Network-assessment

Having installed antivirus software both became a blessing and a curse for any computer user. It used to be all beneficial as antimalware software manages to detect suspicious behaviors in Windows before the damage is done. However, this capability of antimalware software has its corresponding limitations like damaging the actual Windows files that prevent the OS from actually booting, yikes.

Now browsers are starting to realize this, other than malware; antimalware products itself are potential intrusive in the performance and security of software, including the web-browsers. Firefox developers are preparing a new security feature that will alert users about man-in-the-middle attacks, yes antimalware do this in the ‘hopes to track down misbehaviors’, but it needs to break the rules first in order to do so. As expected, the innovation will appear in the version of Firefox 66, scheduled for release in mid-March this year. Firefox 66 is currently in Beta version for those brave souls to download today, however.

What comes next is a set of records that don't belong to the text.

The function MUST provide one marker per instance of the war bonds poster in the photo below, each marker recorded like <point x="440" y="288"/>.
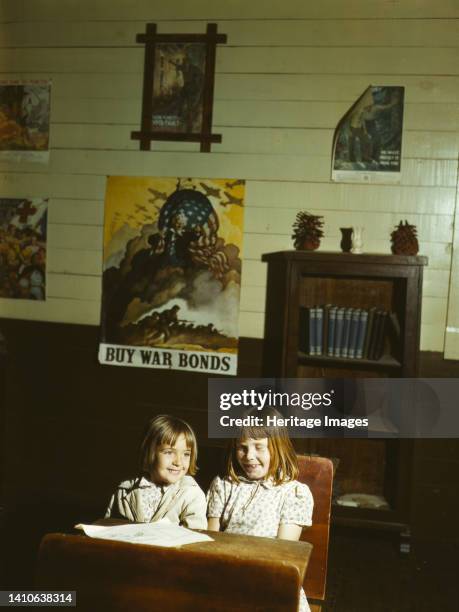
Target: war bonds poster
<point x="368" y="140"/>
<point x="172" y="273"/>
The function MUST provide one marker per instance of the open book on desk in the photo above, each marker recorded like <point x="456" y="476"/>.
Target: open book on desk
<point x="160" y="533"/>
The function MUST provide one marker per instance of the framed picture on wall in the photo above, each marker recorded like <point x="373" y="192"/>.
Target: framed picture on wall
<point x="178" y="87"/>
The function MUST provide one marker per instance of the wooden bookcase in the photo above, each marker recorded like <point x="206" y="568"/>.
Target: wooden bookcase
<point x="390" y="282"/>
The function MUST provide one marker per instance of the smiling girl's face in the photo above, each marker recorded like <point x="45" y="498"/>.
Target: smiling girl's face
<point x="254" y="457"/>
<point x="172" y="462"/>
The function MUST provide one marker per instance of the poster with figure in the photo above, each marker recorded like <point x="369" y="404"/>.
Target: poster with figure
<point x="367" y="145"/>
<point x="24" y="120"/>
<point x="178" y="87"/>
<point x="172" y="273"/>
<point x="23" y="229"/>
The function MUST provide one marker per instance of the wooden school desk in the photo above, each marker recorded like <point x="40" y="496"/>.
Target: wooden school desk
<point x="233" y="573"/>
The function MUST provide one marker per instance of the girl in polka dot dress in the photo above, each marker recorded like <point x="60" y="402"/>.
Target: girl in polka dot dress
<point x="165" y="488"/>
<point x="260" y="495"/>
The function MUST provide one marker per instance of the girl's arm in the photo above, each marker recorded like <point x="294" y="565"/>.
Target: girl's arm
<point x="289" y="531"/>
<point x="213" y="524"/>
<point x="194" y="513"/>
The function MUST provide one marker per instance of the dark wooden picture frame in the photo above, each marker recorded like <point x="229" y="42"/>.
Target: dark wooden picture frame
<point x="178" y="87"/>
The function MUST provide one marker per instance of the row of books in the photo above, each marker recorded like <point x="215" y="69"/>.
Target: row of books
<point x="350" y="333"/>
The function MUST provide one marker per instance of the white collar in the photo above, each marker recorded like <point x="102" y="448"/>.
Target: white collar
<point x="268" y="483"/>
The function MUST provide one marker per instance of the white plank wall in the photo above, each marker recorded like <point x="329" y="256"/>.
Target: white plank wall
<point x="289" y="72"/>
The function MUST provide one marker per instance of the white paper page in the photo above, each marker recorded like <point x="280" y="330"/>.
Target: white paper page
<point x="160" y="533"/>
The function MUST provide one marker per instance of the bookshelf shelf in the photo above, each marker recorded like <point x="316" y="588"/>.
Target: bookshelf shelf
<point x="391" y="283"/>
<point x="386" y="361"/>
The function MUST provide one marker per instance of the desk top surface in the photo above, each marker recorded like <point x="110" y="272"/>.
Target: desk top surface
<point x="241" y="547"/>
<point x="248" y="547"/>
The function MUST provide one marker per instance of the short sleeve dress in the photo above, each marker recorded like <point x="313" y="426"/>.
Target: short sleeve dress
<point x="252" y="507"/>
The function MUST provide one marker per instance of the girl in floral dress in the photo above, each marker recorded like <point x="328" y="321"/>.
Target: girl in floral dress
<point x="260" y="495"/>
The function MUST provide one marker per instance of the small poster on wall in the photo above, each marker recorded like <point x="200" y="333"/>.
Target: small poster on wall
<point x="367" y="146"/>
<point x="172" y="273"/>
<point x="23" y="248"/>
<point x="24" y="120"/>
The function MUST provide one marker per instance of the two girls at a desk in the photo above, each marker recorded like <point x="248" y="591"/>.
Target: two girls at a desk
<point x="259" y="495"/>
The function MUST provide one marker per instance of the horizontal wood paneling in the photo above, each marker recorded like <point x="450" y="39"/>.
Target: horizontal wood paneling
<point x="426" y="89"/>
<point x="300" y="32"/>
<point x="265" y="141"/>
<point x="319" y="60"/>
<point x="287" y="75"/>
<point x="145" y="10"/>
<point x="426" y="172"/>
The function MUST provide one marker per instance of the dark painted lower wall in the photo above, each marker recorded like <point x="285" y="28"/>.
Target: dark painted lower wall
<point x="70" y="430"/>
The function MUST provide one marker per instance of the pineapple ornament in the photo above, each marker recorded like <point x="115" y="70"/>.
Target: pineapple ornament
<point x="404" y="239"/>
<point x="307" y="231"/>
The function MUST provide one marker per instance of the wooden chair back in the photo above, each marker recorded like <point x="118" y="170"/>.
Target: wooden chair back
<point x="317" y="473"/>
<point x="119" y="577"/>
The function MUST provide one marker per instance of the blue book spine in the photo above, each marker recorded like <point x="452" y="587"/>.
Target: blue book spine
<point x="312" y="331"/>
<point x="303" y="328"/>
<point x="338" y="332"/>
<point x="319" y="321"/>
<point x="331" y="331"/>
<point x="361" y="333"/>
<point x="354" y="332"/>
<point x="346" y="331"/>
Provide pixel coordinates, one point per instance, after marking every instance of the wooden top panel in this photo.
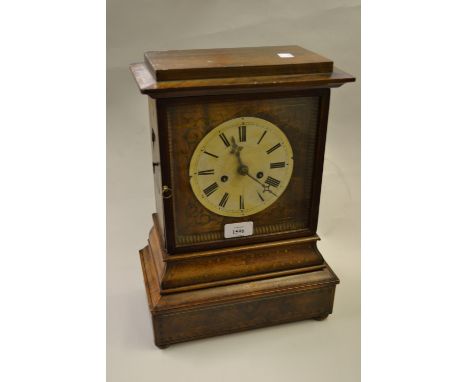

According to the message on the Mozilla technical support page, in cases when “something in the system or network intercepts the connection and injects certificates that Firefox considers untrusted”, the browser will display an error message (“MOZILLA_PKIX_ERROR_MITM_DETECTED”).

This error can appear in situations when local software is running on the device, for example, antiviruses or tools for web development, replacing the official TLS certificates with their own for scanning HTTPS traffic or analyzing encrypted traffic. For example, most recently, users who have been updated to Firefox 65 have encountered a similar situation – the browser has blocked all websites on computers with Avast or AVG antivirus software installed.

The error can also be issued in cases of infection of the device with malware that installs its own certificates to intercept traffic, or in situations where an Internet provider or attacker on the same network intercepts traffic and replaces certificates.

Initially, the functionality was supposed to appear in the version of Firefox 65, but its implementation was postponed due to technical nuances. Firefox will become the second browser warning users about the threat of a MitM attack. For the first time, this feature appeared in Google Chrome 63, which was released in December 2017, hence it took Mozilla more than a year more to implement such security feature.

The man-in-the-middle or man-in-the-middle (MITM) attack is a generic name for various techniques aimed at gaining access to traffic as an intermediary. The essence of the attack is simple: the offender secretly intercepts traffic from one computer and sends it to the final recipient, having previously read and changed it in his favor. Though antimalware programs do not actually act maliciously, the very essence of becoming a man-in-the-middle itself is already a red flag of misbehavior.